Recurrence status among all stage II patients was relatively balanced, with 19 recurred and 20 non-recurred after ≥3 years follow up. Thus, this group was selected for subgroup analyses as proof-of-principle that serum-based miRNAs have prognostic potential beyond stage. Stage II patients pose a particularly difficult clinical challenge. Though still localized melanoma, stage II patients have significantly lower survival rates than stage I patients, with 5-year survival rates from 53% to 82% compared to >90%, respectively [33]. In our cohort of stage II patients, a logistic risk model with thickness alone was able to distinguish recurred from non-recurred patients with an AUC = 0.75 (p = 0.06). With the addition of 3 of the miRNAs prioritized for further evaluation (miR-423-5p, -424, -199a-5p), the performance of the classifier improved (AUC = 0.89, Figure 3A), and 2 of the miRNAs were significant predictors of recurrence in the model (miR-423-5p: Odds Ratio (OR), 0.038; 95% CI, 0.0031-0.46; p = 0.008; miR-424: OR, 3.64; 95% CI, 1.19-11.1; p = 0.018). Four-fold cross validation demonstrated an AUC = 0.81. Using Youden’s index of ROC curve as a cutoff to separate patients into high and low recurrence risk groups (sensitivity = 94%, specificity = 75%), the two groups had significant separation of RFS (p < 0.0001, Figure 3B).

Figure 3
figure 3

Proof-of-principle logistic regression subgroup analysis of stage II patients. (A) ROC curve for the miRNA containing logistic risk model defined for stage II patients had good classification performance (AUC = 0.89). (B) Kaplan-Meier analysis for RFS of high and low recurrence risk groups in stage II patients showed significant separation of RFS curves (p < 0.001 by log rank test)

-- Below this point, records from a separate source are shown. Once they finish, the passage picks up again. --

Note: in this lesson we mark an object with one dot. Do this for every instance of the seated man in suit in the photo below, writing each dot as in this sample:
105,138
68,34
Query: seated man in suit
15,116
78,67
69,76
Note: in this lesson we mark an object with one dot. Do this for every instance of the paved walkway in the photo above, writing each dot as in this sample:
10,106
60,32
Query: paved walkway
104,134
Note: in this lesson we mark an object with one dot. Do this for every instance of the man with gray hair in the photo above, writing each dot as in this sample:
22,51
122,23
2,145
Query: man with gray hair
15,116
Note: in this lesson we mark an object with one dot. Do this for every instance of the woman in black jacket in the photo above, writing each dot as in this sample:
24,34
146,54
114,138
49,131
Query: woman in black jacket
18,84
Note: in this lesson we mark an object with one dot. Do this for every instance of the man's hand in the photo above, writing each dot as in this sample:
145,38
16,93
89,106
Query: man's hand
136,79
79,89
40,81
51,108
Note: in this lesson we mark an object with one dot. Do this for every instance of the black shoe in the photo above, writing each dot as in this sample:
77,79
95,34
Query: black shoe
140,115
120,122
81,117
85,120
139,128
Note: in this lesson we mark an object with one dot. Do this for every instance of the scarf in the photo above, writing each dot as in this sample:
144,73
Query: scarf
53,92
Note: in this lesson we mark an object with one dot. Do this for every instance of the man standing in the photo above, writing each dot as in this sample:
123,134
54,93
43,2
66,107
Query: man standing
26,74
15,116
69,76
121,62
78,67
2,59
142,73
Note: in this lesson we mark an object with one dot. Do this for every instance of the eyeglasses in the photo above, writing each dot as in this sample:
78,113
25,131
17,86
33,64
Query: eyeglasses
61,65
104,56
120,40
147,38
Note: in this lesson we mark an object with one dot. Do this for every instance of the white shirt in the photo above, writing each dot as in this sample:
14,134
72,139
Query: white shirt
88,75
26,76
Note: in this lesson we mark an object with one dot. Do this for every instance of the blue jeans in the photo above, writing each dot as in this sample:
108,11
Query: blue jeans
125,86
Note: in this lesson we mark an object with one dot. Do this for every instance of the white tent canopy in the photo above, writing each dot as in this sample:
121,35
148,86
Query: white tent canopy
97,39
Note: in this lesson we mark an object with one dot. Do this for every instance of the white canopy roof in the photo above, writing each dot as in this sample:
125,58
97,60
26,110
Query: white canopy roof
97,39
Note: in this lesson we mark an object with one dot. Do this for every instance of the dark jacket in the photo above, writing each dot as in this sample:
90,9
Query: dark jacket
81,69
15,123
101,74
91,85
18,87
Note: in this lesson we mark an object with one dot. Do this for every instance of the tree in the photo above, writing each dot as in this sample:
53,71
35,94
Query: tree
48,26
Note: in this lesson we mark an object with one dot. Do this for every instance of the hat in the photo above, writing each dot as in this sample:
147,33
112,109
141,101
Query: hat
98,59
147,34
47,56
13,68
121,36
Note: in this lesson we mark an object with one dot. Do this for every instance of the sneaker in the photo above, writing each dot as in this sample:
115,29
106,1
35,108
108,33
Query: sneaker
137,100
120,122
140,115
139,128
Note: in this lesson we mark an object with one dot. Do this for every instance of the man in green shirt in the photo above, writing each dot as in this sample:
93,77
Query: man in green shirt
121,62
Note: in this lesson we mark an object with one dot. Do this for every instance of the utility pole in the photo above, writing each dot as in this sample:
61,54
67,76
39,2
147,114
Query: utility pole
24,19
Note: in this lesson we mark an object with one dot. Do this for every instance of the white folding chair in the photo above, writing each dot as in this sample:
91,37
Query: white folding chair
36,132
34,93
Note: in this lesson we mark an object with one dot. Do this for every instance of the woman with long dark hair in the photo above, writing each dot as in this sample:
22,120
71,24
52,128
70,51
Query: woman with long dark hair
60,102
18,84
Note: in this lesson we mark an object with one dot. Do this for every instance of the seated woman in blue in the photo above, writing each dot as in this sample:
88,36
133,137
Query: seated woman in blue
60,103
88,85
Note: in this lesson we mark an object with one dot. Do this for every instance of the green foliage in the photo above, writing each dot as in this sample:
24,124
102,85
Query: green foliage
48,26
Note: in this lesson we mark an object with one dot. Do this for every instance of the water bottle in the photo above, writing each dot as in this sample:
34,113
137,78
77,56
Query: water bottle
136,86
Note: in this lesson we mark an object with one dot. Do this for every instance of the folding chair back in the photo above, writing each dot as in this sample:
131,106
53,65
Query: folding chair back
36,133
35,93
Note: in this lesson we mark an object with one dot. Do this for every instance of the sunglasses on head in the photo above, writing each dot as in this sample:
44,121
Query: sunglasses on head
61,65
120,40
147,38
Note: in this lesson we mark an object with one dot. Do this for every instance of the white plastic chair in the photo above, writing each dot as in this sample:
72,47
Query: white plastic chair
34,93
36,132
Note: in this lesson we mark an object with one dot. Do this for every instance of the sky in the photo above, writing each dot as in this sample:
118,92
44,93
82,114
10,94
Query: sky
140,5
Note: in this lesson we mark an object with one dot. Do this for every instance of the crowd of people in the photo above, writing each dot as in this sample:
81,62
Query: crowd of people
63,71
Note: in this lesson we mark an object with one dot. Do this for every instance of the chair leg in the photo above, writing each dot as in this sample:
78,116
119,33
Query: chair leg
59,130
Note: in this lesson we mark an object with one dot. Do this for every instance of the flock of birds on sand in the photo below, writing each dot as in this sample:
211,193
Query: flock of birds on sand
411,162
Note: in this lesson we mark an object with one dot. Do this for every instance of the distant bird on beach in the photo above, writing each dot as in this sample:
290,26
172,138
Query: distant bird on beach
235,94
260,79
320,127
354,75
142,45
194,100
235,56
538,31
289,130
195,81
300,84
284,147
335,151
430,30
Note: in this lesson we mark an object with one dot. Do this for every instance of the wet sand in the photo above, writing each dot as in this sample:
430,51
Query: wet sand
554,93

miRNAs show potential in monitoring for melanoma recurrence

To evaluate the clinical feasibility of using circulating miRNAs in post-resection surveillance for recurrence, we first measured the expression of 7 miRNAs, selected from our prioritized panel of 11 miRNAs based on previously supported roles in cancer progression and/or diagnostic utility and from tissue-based miRNA studies supporting an association with melanoma progression [27, 28], in 10 matched serum samples collected pre- and post-resection of primary melanoma. Mean expression levels of all 7 miRNAs were reduced after operation, but only the difference in mean expression of miR-221, -222 and −423-5p reached statistical significance (p < 0.05). Next, we measured the expression of these miRNAs in pre- and post-recurrence serum samples from a subset of the discovery cohort (n = 17). Serum levels of all 7 miRNAs were increased, with mean expression of 2 miRNAs (miR-103 and −221) showing statistically significant post-recurrence elevation (p < 0.025, Figure 4).

Figure 4
figure 4

Longitudinal evaluation of miRNA expression in pre- and post-recurrence serum samples. Difference between miRNA expression levels of miR-103 and miR-221 at primary diagnosis and at recurrence was statistically significant (p = 0.012 and p = 0.026, respectively). The horizontal axis represents time of blood draw for 17 patients. The vertical axis represents –(Ct) value

Discussion

We present the first study demonstrating the potential prognostic value of serum miRNAs in melanoma. Specifically, we provide evidence that serum miRNAs show promise as biomarkers for improved identification of high-risk melanoma patients at the time of primary diagnosis. By doing so, we introduce biological subclassifiers that could add to the utility of clinical prognostic indicators and help account for latent heterogeneity in melanoma. This is increasingly important as better adjuvant therapies are developed, as it would enable clinicians to target those likely to recur for aggressive treatment.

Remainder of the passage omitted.